Dr. Robert Bruce Darling was born in Johnson City, Tennessee on March 15, 1958. He received the B.S.E.E. (with highest honors), M.S.E.E., and Ph.D. degrees in Electrical Engineering from the Georgia Institute of Technology in 1980, 1982, and 1985, respectively.
He has held summer positions with Sperry-Univac, Bristol, Tennessee, and Texas Instruments, Johnson City, Tennessee, and from 1982 to 1983, he was with the physical Sciences Division of the Georgia Tech Research Institute, Atlanta, Georgia. In 1985, he joined the Department of Electrical Engineering, University of Washington, Seattle, as an Assistant Professor. He was promoted to Associate Professor in 1990 and to Full Professor in 1999. From 1995 to 1996, he was a Visiting Associate Professor at Stanford University, Stanford, CA. Currently he is also an Adjunct Professor of Bioengineering and Director of the Electrical Engineering Micro-Fabrication Laboratory and the Center for Applied Microtechnology. His research interests include electron device physics, device modeling, microfabrication, circuit design, optoelectronics, sensors, electrochemistry, and instrumentation electronics. Three small companies have been launched from technologies developed in his research group at the University of Washington.

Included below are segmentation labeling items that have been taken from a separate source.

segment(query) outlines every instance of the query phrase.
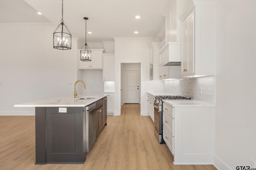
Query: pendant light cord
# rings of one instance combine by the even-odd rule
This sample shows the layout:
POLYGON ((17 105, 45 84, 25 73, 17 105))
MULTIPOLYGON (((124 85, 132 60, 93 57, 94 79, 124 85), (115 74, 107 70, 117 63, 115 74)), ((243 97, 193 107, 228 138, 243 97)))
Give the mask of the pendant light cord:
POLYGON ((86 21, 87 20, 85 20, 85 43, 86 43, 86 34, 87 34, 87 31, 86 28, 86 21))
POLYGON ((61 18, 61 22, 64 22, 64 20, 63 20, 63 0, 62 0, 62 17, 61 18))

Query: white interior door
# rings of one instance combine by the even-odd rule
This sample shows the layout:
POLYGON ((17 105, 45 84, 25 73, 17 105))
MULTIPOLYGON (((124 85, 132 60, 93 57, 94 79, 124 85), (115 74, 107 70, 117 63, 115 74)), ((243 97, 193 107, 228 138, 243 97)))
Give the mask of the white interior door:
POLYGON ((139 71, 124 71, 124 103, 139 103, 139 71))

Dr. Darling is a senior member of the Institute of Electrical and Electronic Engineers, a member of the American Physical Society, the American Vacuum Society, the Optical Society of America, and is a registered Professional Engineer in the state of Washington. He presently serves as a member of the Defense Sciences Research Council which advises the DSO and MTO offices of DARPA. Over winter and spring of 2003, he served as a forensic investigator for the space shuttle orbiter Columbia accident. Since September of 2003, he has been the Acting Chair of the Department of Electrical Engineering at the University of Washington.